# Hunters Specialties Attractor Max E-Call



## prairiewolf (Feb 19, 2012)

I was just on Cabelas site and found this e-call on sale for $35. this sounds like an amazing deal. It has a 10 watt speaker and 10 pre-loaded sounds. But the thing I like most is , you can add your own sounds to it !!! Normally this call is $100. I orded one to check it out and will do a review when I receive it. It should make a great e-caller for guys using hand calls.


----------



## catcapper (Feb 11, 2010)

You might have to send it to Skip to complete the part of the review of its performance in the cold--- I'll bet Arizona doesn't get many sub zero days.LOL.

awprint:


----------



## prairiewolf (Feb 19, 2012)

Dave, we do get sub zero days. Not usually lower than -8 deg though. When I reported on the Dogg Catcher from Primos, I tried using it at about 4 to 8 deg above zero. Most snowfall in one storm that I know of was around 8ft and many people got stranded and died from it. I personally know a guy that is dad died. He had gotten his hunting partner to a small cabin(he had hurt his leg) and he then tried to hike out (stupid) they found him about a week after the storm. This was back in 1967 my senior year during a late elk season in Dec. Not to far from here they measured almost 9 ft of snow after the storm.


----------



## glenway (Mar 27, 2011)

Good point to consider, Cat.

Bought a Wind River E-caller, went hunting in the cold morning, waited a half hour till daylight, hit the "On" switch and nothing. Too dang cold for it and traded for a FoxPro. No more issues.
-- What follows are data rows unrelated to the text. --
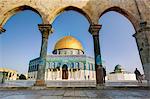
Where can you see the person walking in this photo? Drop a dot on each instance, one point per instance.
(138, 75)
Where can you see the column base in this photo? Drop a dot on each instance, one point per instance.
(40, 83)
(100, 86)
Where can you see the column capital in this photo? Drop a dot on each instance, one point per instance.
(144, 26)
(45, 29)
(94, 29)
(2, 29)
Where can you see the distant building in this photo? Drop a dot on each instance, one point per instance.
(67, 62)
(8, 74)
(120, 74)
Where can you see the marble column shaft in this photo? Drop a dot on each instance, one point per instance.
(94, 30)
(143, 41)
(45, 31)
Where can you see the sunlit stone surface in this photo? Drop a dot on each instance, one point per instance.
(75, 94)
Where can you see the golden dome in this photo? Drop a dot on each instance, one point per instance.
(68, 42)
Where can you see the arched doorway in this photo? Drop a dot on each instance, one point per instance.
(65, 72)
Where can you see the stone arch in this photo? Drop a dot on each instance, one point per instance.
(68, 8)
(15, 10)
(129, 16)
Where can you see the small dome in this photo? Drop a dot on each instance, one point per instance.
(68, 42)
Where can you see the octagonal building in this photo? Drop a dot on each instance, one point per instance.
(67, 62)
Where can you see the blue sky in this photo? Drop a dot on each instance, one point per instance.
(22, 40)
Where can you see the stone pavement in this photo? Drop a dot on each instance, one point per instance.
(91, 83)
(73, 93)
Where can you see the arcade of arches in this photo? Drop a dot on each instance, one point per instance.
(137, 11)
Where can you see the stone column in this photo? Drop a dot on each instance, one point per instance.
(143, 41)
(2, 30)
(45, 31)
(94, 30)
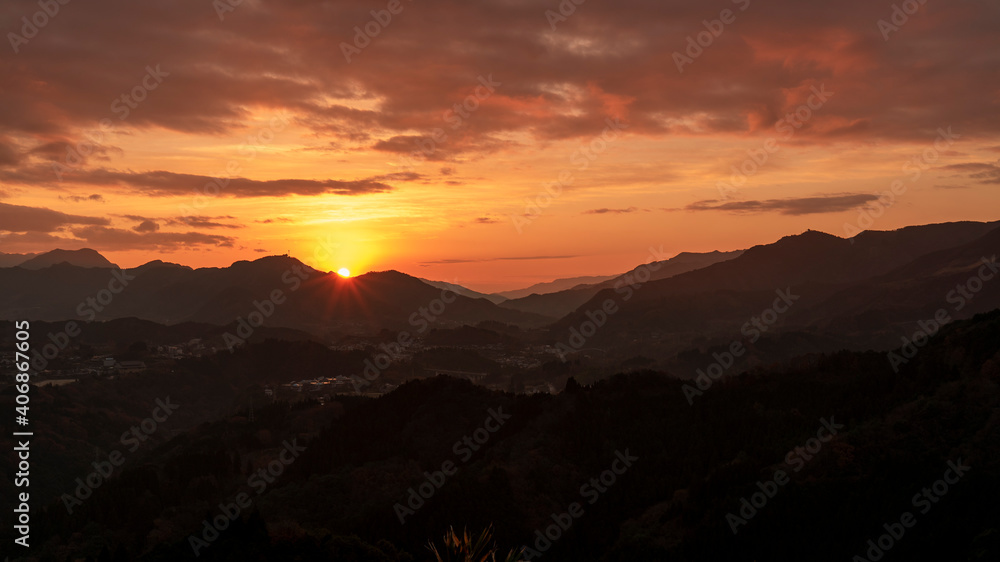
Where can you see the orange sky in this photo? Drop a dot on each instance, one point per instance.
(369, 165)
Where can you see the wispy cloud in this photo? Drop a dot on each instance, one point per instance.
(792, 206)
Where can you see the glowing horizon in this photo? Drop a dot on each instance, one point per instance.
(491, 145)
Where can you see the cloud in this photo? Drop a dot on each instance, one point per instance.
(518, 258)
(164, 183)
(18, 218)
(118, 239)
(982, 172)
(81, 198)
(793, 206)
(204, 222)
(610, 211)
(147, 226)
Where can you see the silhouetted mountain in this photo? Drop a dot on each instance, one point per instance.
(464, 291)
(561, 303)
(866, 289)
(554, 286)
(285, 291)
(81, 258)
(668, 480)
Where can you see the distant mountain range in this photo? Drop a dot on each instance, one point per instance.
(863, 293)
(561, 303)
(11, 260)
(850, 293)
(80, 258)
(310, 300)
(554, 286)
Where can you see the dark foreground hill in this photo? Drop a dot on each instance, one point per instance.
(858, 444)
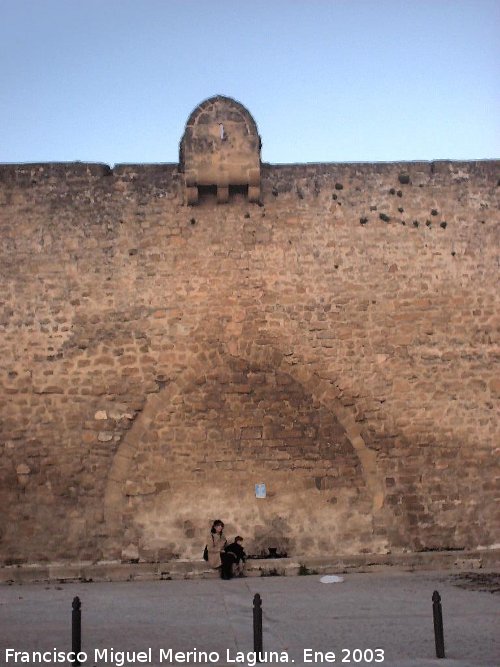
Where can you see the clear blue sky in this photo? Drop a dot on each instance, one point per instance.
(326, 80)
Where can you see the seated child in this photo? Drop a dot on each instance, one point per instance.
(238, 556)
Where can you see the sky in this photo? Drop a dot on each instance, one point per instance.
(114, 81)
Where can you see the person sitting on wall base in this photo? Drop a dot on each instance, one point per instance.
(236, 557)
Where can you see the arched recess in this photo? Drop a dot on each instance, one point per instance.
(322, 390)
(220, 148)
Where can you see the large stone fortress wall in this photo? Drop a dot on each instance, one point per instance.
(337, 341)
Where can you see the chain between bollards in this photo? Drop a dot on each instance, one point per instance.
(437, 613)
(257, 627)
(76, 630)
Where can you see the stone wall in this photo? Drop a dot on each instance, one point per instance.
(337, 341)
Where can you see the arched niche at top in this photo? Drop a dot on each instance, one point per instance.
(220, 149)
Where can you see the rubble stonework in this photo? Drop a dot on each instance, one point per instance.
(336, 341)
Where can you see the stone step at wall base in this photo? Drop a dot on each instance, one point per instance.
(187, 569)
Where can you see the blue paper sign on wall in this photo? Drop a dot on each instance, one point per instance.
(260, 490)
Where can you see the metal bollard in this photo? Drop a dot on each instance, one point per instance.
(437, 613)
(257, 627)
(76, 630)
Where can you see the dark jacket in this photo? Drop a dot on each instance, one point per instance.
(237, 550)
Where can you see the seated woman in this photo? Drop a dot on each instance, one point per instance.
(216, 543)
(237, 557)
Ed: You may consider placing the thing in the freezer for a while and giving it a try before the warranty expires.


----------



## prairiewolf (Feb 19, 2012)

Glen, I always have my Foxpro Scorpion and I know it works at least down to -8 deg

But I have 2 other JS PT e-callers and they seem to work. I also have a JS Gallows which also works in the cold. I like having more than one of the smaller e-callers that will work up to 50 yds. The reason this one interested me is that you can put other sounds on it, hopefully it is as small as the PT series.. I dont really care about the horn speaker on it and may take it off and replace with a small tweeter. I just use them in conjunction when I hand call.


----------



## glenway (Mar 27, 2011)

Could be a good option. Let us know.


----------



## prairiewolf (Feb 19, 2012)

OK, I got the JS Attractor Max in yesterday. The pic below shows the size compared to one of my JS PT series and my Foxpro Scorpion e-caller all with thier remotes. The body of the Attractor Max is the same size as the PT series, but with the horn speaker it is a little bulky. I will try the caller later this week to see how clear it is with louder volume, which personally I dont really care about. I tried it in the backyard last night out to 50 yds and it worked really good, but I barely had the volume up. Within a few min, I had a couple of ravens circling, lol The sounds that came on it are listed below and also came with a code to download 2 more of JS sounds from their website. It states it will hold 128 Mb of storage for additional sounds. It also came with a couple of replaceable stickers to write different sounds on. I will be replacing 4 sounds with 4 of my own.









Sounds on the caller as shipped:

1-Jack Buffet 6-Woodpecker

2-Cottontail 7-Dist Kitten

3-Canine Pups 8-Fawn Bleat

4-Ki-Yi 9-Coyote&raccoon

5-Chicken Distress 10-Coyote Pup Dist

I will be replacing 5-6-7-9

the woodpecker is Ok, but I will be putting my old Burham Bros Yellow Headed Woodpecker that my son re-mastered in his studio, which is my go to call when using an e-caller.

I will give another report as soon as I get out and hopefully be able to have another guess the weight contest as well.


----------



## Larry (Dec 2, 2010)

FYI...I used the smaller one in the washes around Tuscon for cats. First ever E-Caller I ever bought was the smaller version. I would use my mouth call for a few minutes then turn on the caller. The cats and grey foxed loved the bird sound in the washes near Tuscon.

As one of those weirdo engineers Ill ease your mind a little. HEAT hurts batteries and electronics more than cold ever could. If your caller seems to not like the cold change the batteries to nimH or NiCads.


----------